Brève description du cas de Mario Gonzalez :

Jorge Mario Gonzalez Garcia est un étudiant du Collège de sciences humaines de Naucalpan (établissement dépendant de l’UNAM), qui s’est opposé aux réformes éducatives de l’Université Nationale Autonome du Mexique visant à mettre en place la privatisation de l’éducation publique. Ces réformes nuisent en effet aux intérêts des étudiants et du pays en général. À cause de son opposition, Mario avait reçu des menaces.

Le 02 octobre 2013, Mario a été arrêté avec dix autres personnes dans un transport en commun, de façon violente et arbitraire, alors qu’il se rendait à la manifestation commémorative du 2 octobre. Sa détention a été clairement illégale et jusqu’à présent tout le processus de son incarcération a été rempli d’irrégularités. Il s’agit d’un prisonnier politique. Il reste enfermé car ses idées représentent une menace pour le pouvoir politique en place.
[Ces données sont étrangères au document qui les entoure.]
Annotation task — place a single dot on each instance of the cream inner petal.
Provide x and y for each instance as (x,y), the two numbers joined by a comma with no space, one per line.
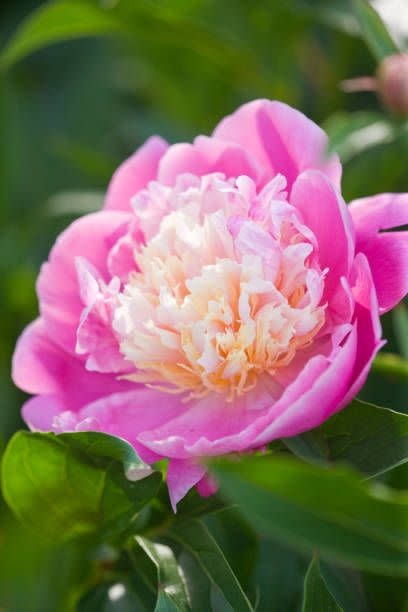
(228,288)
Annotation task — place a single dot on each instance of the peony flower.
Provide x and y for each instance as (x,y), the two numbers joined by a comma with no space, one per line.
(224,297)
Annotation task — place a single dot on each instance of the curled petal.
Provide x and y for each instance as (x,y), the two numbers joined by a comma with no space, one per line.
(181,477)
(41,366)
(281,138)
(323,209)
(387,252)
(205,156)
(90,237)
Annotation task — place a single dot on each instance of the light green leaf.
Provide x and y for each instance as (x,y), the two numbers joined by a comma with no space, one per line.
(316,595)
(54,22)
(400,321)
(171,589)
(195,538)
(370,438)
(353,133)
(75,484)
(75,203)
(315,508)
(373,30)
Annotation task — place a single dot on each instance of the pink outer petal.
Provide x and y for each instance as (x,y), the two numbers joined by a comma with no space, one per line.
(368,325)
(39,412)
(127,414)
(181,477)
(326,214)
(42,367)
(134,174)
(281,138)
(211,427)
(91,237)
(387,252)
(207,155)
(207,486)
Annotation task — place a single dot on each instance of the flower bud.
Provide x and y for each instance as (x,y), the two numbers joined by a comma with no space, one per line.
(393,83)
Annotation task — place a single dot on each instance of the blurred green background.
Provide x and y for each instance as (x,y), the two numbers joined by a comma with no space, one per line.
(69,113)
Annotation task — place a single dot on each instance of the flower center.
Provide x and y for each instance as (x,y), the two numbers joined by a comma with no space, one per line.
(228,287)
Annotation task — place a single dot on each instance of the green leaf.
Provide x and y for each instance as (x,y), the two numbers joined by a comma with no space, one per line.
(316,595)
(113,597)
(400,321)
(373,30)
(171,589)
(75,484)
(391,365)
(346,586)
(370,438)
(353,133)
(277,580)
(56,22)
(195,538)
(197,583)
(75,203)
(312,507)
(237,539)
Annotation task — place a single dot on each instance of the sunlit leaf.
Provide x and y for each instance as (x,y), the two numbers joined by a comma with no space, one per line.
(75,484)
(375,33)
(195,538)
(171,589)
(55,22)
(325,509)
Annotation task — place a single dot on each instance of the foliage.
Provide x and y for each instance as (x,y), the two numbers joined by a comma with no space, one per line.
(316,522)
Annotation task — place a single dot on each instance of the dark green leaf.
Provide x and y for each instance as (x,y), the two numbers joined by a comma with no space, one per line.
(372,439)
(400,320)
(172,594)
(195,538)
(316,595)
(312,507)
(346,587)
(75,484)
(354,133)
(237,540)
(278,577)
(55,22)
(373,30)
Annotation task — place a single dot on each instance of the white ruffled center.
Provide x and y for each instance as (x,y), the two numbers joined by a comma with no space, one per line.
(228,287)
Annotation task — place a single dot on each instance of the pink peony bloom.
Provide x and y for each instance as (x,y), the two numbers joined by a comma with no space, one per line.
(225,296)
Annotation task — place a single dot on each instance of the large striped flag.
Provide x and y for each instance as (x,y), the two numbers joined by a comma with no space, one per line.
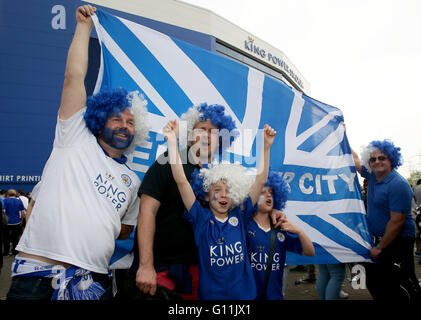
(311,150)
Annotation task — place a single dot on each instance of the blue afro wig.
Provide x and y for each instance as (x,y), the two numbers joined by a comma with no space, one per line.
(387,147)
(280,190)
(216,114)
(107,102)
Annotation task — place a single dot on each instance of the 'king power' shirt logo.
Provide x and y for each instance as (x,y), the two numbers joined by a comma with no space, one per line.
(104,187)
(226,254)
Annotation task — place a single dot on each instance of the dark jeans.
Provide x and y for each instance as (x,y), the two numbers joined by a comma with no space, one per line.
(11,235)
(396,262)
(38,288)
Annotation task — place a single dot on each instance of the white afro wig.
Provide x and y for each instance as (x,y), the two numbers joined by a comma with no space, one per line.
(237,178)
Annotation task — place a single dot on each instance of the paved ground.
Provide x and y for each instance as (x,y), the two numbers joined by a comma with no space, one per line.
(302,291)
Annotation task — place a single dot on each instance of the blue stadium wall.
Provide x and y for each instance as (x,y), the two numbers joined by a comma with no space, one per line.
(35,37)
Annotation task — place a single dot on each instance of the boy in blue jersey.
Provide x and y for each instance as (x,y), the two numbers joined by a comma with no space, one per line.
(289,237)
(220,226)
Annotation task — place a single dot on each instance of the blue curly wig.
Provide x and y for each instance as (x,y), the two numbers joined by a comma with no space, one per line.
(387,147)
(216,114)
(280,190)
(102,105)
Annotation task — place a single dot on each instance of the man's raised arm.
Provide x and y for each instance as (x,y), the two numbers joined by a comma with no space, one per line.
(73,97)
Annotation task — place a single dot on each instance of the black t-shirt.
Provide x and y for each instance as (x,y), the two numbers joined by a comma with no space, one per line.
(174,240)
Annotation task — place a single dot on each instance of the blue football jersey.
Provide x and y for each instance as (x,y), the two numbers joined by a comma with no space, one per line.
(258,244)
(224,266)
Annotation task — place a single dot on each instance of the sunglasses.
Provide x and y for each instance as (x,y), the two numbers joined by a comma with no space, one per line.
(380,158)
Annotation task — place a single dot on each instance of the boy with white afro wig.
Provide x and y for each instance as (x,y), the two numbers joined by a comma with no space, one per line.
(236,177)
(220,228)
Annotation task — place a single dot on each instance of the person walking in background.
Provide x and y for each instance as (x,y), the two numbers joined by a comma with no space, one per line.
(15,211)
(329,281)
(390,221)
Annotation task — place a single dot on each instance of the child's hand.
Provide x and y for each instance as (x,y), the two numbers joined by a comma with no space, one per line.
(170,131)
(84,13)
(290,227)
(268,135)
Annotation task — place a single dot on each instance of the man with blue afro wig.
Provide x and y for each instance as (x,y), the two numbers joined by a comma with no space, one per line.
(87,198)
(166,240)
(390,221)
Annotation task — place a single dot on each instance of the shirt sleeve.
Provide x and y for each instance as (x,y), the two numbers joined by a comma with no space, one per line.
(156,180)
(130,217)
(71,131)
(197,214)
(293,243)
(400,198)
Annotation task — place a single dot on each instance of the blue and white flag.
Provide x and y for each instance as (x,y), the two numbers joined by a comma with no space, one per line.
(310,151)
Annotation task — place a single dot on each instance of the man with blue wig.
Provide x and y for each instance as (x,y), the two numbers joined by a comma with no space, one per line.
(167,250)
(87,197)
(390,221)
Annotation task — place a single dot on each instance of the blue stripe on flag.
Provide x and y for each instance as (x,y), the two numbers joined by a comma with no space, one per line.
(148,65)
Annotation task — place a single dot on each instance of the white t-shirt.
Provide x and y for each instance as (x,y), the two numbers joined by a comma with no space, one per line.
(82,201)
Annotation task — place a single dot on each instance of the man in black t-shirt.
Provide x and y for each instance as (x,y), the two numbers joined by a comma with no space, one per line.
(167,250)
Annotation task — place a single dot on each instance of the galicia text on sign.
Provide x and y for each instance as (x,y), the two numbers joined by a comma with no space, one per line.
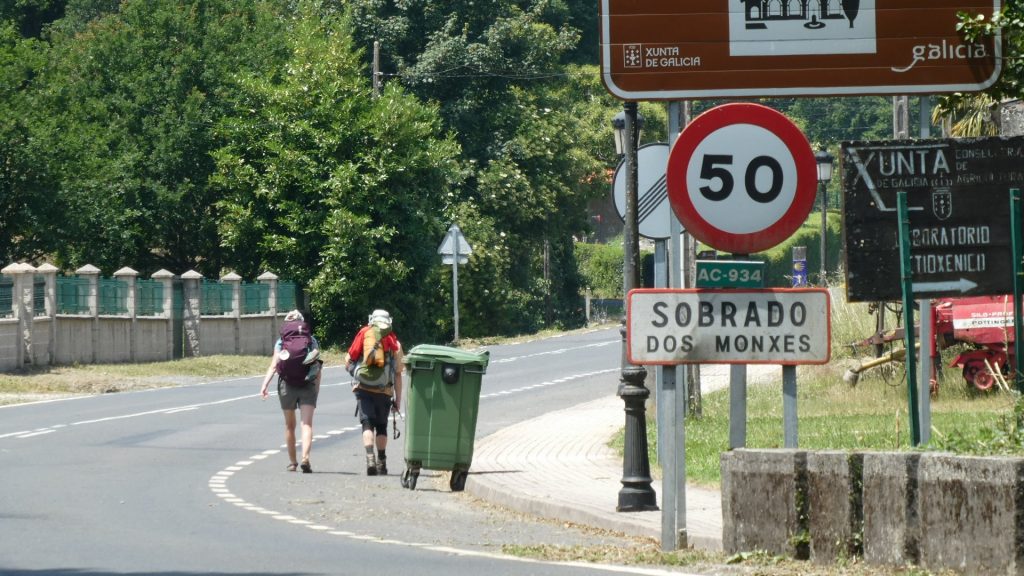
(671,49)
(767,326)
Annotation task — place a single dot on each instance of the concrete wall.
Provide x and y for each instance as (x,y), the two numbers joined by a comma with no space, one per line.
(75,340)
(891,525)
(834,501)
(9,341)
(938,510)
(971,512)
(216,335)
(153,339)
(257,334)
(759,485)
(43,338)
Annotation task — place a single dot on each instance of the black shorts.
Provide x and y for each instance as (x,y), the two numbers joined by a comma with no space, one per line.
(293,397)
(374,408)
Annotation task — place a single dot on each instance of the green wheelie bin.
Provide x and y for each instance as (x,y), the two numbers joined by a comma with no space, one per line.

Alors qu’une importante caution a été versée, Mario reste détenu sous l’accusation « d’Attaques à la Paix Publique » et il est considéré comme un « individu socialement dangereux ». (1)

Du fait de toutes ces irrégularités, Mario a entamé une longue grève de la faim dont le but était de signaler l’injustice commise à son encontre et d’exiger sa libération. Elle a duré 56 jours, causant des dommages irréversibles dans son organisme et nécessitant son transfert à la tour médicale du centre carcéral féminin de Tepepan, dans la Ville de Mexico où il se trouve actuellement hospitalisé. Cependant, le système carcéral du Gouvernement de la Ville de Mexico (GDF), fidèle à son mépris de la vie humaine et à son autoritarisme, le maintient toujours en prison.

Quelques réflexions sur l’incarcération

Les objectifs de la prison : soumettre la personne à l’isolement, à l’intimidation et à la destruction non seulement de son corps mais de sa dignité afin de briser sa participation politique.

Nous savons que les lois servent à défendre les intérêts du mauvais gouvernement, à justifier la répression en soi. Nous savons que nous ne pouvons rien attendre de ce soi-disant appareil légal, c’est-à-dire qu’il n’y aura aucun type de justice pour nous car  aucun procès à notre égard n’a été attaché conforme à ses propres lois et à ses propres  normes.

Cependant, le prisonnier doit continuer à suivre son procès juridique et à épuiser toutes les instances, afin de saisir la moindre erreur de leur part comme occasion de rendre sa libération possible. Toutefois, nous sommes sûrs que ce sont les mobilisations sociale et politique qui feront sortir notre compagnon de prison.

Nous considérons que les premières heures de détention sont les plus Importantes. Il faut avoir les numéros de téléphone des avocats afin de pouvoir avoir une représentation juridique adéquate, de préférence des avocats expérimentés dans les cas d’emprisonnement politique.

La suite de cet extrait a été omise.